Cape Elizabeth has enacted changes to its parking ordinance to ban parking along Sea View Avenue, shown here, and part of Glen Avenue, seen branching off at left. Residents have objected to nonresident vehicle traffic clogging the street. Sean Murphy / The Forecaster

The Cape Elizabeth Town Council voted Monday night to approve changes that will restrict parking for those coming to Cliff House Beach and keep people from abusing permission to launch boats from Crescent Beach.

The council voted 6-1 to accept the parking ordinance changes at its March 8 meeting, with Council Chairperson James Garvin casting the lone dissenting vote. Garvin said he objected to restricting parking on the street near Cliff House Beach as it could lead to a flood of requests for similar bans on other streets in town.

“I think that resident-only parking is creating a significant precedent that I don’t think is either warranted here or one that we want to be dealing with, with the avalanche of requests that are going to follow,” he said.

Effective April 7, the changes will ban nonresident parking on the northwest side of Sea View Avenue on its entire length and on the east side beginning where it intersects with Glen Avenue. Nonresident parking on the east side of Glen Avenue from where it meets Sea View to Shore Road will also be off limits.

The changes cut off much of the parking access to Cliff House Beach, which local residents say has gotten crowded in recent years because the beach has appeared in online searches as a tourist destination.

“This summer reached a tipping point of very heavy use,” said Tom Mikulka, who lives on Mountain View Road, in reference to the summer of 2020.

Of the 133 residents on 37 streets in the area that responded to a survey Mikulka created in February, 82% think the volume of visitors has “changed the character of our neighborhood,” and 76% said their families avoid the beach due to the tourist traffic.
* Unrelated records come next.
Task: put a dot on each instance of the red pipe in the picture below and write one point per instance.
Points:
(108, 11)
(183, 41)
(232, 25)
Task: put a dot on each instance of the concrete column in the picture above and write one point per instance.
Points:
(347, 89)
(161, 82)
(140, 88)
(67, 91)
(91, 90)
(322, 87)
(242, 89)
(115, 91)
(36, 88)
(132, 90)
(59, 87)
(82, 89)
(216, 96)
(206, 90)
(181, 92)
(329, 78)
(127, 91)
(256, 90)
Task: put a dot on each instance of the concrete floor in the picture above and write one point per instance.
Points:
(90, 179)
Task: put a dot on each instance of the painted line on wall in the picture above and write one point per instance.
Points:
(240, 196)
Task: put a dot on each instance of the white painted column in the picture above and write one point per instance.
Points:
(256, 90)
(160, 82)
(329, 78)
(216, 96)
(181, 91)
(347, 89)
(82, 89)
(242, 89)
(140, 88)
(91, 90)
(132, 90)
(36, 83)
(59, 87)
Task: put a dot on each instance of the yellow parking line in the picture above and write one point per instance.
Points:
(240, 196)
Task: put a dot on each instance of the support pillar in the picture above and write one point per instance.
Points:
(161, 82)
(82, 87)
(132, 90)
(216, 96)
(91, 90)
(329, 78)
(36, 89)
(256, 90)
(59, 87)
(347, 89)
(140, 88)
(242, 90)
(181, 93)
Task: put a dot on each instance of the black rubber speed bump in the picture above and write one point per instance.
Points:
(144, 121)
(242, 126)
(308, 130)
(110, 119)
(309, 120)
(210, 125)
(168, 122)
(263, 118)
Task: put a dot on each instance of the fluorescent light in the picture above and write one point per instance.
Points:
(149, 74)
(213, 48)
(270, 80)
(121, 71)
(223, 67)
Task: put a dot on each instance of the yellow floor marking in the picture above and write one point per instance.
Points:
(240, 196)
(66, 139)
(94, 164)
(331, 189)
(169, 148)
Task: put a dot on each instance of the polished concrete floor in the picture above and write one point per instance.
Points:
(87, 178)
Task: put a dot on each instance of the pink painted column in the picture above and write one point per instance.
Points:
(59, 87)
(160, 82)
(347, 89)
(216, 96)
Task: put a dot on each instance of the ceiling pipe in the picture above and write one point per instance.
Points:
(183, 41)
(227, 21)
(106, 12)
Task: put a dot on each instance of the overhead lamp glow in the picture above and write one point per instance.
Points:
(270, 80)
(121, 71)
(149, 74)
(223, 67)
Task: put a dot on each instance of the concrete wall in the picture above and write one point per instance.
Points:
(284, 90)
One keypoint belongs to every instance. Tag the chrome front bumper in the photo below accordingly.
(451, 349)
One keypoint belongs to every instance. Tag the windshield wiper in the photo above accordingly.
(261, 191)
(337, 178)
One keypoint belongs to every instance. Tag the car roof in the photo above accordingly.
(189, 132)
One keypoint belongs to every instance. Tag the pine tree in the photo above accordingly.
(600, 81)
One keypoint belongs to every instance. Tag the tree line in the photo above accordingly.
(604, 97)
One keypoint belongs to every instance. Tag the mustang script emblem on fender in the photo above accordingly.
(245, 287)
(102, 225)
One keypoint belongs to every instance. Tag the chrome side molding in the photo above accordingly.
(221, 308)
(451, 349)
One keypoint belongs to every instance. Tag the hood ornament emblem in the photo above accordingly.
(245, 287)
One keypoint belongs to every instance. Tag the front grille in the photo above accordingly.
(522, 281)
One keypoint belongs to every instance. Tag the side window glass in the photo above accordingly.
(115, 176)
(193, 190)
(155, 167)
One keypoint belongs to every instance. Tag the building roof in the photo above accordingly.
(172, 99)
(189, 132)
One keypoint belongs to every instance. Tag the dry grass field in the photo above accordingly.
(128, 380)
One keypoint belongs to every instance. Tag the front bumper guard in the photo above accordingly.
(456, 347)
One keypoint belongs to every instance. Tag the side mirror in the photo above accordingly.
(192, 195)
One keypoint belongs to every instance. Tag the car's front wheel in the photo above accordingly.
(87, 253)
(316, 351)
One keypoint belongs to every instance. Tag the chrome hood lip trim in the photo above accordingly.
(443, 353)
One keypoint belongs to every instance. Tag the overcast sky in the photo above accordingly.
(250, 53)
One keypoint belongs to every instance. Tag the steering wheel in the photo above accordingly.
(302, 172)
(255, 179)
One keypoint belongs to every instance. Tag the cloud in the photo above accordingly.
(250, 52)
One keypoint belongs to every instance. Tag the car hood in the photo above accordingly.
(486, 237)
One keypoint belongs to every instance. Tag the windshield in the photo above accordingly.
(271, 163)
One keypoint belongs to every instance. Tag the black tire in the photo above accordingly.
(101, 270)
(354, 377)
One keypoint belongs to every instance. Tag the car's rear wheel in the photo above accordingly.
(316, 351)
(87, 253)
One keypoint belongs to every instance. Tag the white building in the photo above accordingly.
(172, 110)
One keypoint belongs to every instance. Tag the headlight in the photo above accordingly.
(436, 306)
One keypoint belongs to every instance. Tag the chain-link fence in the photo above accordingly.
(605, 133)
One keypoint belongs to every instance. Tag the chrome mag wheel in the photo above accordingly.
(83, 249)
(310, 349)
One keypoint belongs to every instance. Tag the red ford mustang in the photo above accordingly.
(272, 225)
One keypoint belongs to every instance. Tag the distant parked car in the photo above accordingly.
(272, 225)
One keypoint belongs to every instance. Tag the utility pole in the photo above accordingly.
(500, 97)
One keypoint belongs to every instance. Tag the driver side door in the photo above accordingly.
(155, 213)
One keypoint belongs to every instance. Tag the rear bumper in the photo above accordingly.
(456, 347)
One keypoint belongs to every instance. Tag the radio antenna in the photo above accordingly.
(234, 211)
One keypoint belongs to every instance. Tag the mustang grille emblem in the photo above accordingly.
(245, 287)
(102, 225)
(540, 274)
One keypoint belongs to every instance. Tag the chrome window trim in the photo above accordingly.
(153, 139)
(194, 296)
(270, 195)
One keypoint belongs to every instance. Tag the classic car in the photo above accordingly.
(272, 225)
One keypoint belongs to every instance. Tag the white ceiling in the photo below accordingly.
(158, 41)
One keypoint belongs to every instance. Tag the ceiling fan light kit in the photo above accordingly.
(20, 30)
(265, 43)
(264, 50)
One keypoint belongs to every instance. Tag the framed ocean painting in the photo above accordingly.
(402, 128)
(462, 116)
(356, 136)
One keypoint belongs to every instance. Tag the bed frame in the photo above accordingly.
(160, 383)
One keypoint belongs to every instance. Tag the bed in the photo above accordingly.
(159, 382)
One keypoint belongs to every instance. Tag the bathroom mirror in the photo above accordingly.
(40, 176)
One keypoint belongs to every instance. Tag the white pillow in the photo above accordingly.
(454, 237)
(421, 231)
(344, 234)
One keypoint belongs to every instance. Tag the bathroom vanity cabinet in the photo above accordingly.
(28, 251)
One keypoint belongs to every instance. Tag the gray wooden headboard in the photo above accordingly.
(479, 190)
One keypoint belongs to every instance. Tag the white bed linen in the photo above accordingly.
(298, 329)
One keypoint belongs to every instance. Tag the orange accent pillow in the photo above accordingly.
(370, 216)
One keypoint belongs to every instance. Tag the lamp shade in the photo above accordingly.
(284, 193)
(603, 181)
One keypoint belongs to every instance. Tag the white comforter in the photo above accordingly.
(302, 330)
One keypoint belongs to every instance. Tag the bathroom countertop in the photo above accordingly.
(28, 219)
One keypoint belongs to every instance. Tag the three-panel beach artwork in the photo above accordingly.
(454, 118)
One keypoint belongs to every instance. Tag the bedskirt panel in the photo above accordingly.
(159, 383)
John Pearson, who lives on Elmwood Road, said he and his wife have walked down to the beach since they bought their home in 1999, but the impacts of more people, he said, are obvious.

“There’s more trash there than I’d remembered in the past,” he told the council.

The changes also limit parking on Crescent Beach to commercial fishing or people with permits to launch boats. The original ordinance allowed anyone to park a vehicle at the beach if they were loading or unloading a watercraft. Town Manager Matt Sturgis said the changes will cut down on abuses such as what happened in the summer of 2020.

“Last year we had people who would say they were launching, but they were ‘launching’ chairs,” Sturgis said.